On co-estimation and validation of vehicle driving states by a UKF-based approach
On co-estimation and validation of vehicle driving states by a UKF-based approach
Blog Article
It is necessary to acquire the accurate information of vehicle driving states for the implementation of automobile active safety control.To this end, this paper proposes an effective co-estimation method based on an unscented Kalman filter (UKF) algorithm to accurately predict the sideslip angle, yaw rate, and longitudinal speed of a ground vehicle.First, a 3 degrees-of-freedom SHOPPING CENTERS: UMA RELAÇÃO ENTRE OS ATRIBUTOS DE ESCOLHA PELOS CONSUMIDORES VERSUS OS ATRIBUTOS VALORIZADOS PELOS GERENTES (DOFs) nonlinear vehicle dynamics model is established as the nominal control plant.Then, based on CarSim software, the simulation results of the front steer angle and longitudinal and lateral acceleration are obtained under Unpacking Evaluative Meaning-Making Resources in Verbal Movie Descriptions: A Comparative Study of Native and Non-Native English Speakers a variety of working conditions, which are regarded as the pseudo-measured values.

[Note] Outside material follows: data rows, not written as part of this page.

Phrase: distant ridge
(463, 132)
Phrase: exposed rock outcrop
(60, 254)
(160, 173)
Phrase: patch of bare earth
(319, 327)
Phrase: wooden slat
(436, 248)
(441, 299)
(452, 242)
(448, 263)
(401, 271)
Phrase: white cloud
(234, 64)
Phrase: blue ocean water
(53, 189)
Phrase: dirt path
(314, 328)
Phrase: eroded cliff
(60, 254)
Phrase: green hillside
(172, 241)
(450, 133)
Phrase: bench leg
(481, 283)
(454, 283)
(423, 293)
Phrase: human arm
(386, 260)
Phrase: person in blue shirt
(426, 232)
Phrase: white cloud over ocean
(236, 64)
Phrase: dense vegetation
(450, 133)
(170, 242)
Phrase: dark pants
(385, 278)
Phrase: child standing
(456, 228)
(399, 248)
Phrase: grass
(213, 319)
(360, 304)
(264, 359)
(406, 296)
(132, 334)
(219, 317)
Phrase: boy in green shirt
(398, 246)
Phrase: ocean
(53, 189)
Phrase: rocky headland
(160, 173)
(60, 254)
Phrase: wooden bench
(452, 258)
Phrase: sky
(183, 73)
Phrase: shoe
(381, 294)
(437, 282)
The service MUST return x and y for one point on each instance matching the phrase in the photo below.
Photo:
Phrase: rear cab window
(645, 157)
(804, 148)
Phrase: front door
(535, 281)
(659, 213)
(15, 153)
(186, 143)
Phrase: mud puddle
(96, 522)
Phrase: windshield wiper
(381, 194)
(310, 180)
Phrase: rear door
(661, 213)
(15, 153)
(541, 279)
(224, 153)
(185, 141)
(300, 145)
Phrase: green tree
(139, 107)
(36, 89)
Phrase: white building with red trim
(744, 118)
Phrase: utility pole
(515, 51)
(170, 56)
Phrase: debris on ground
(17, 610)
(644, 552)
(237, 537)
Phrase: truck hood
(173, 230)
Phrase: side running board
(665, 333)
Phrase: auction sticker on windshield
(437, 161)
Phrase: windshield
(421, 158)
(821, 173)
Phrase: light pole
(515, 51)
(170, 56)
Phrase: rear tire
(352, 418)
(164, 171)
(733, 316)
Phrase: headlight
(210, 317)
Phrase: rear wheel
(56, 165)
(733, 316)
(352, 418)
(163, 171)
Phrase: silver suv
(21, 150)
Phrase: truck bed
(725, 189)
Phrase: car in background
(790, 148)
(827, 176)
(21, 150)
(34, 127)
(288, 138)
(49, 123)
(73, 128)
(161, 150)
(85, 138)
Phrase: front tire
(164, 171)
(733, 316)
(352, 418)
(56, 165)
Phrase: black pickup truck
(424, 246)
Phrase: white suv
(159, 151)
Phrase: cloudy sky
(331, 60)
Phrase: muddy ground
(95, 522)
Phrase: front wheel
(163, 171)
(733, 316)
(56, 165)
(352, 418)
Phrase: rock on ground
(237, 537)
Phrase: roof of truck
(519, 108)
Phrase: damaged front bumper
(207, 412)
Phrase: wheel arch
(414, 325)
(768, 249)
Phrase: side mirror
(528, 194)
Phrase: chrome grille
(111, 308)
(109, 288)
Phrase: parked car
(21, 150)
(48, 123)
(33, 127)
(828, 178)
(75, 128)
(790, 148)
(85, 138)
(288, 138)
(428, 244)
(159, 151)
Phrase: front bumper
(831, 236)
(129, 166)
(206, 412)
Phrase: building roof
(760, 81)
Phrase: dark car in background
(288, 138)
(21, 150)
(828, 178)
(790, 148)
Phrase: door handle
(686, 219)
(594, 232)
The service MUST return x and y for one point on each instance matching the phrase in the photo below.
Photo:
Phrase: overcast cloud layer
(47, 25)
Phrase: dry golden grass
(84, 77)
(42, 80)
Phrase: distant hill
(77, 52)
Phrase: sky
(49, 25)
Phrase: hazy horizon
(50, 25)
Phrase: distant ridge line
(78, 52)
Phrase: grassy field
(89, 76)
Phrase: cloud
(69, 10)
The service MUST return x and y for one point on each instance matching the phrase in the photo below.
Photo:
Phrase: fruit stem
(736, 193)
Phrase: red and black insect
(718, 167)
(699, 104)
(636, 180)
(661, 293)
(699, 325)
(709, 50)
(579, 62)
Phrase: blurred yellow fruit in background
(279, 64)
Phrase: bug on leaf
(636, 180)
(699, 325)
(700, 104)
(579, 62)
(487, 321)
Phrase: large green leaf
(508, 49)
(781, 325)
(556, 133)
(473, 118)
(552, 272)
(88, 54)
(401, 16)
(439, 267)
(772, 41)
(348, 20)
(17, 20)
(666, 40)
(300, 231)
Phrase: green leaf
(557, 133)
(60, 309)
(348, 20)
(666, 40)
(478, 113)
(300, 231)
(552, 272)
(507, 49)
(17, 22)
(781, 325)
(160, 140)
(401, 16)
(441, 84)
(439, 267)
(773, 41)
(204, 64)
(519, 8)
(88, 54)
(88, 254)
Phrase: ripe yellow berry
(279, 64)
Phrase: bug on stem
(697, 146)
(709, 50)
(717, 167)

Finally, the joint simulation of vehicle state estimation is realized in the MATLAB/Simulink environment by using the pseudo-measured values and UKF algorithm concurrently.The results show that the proposed UKF-based vehicle driving state estimation method is effective and more accurate in different working scenarios compared with the EKF-based estimation method.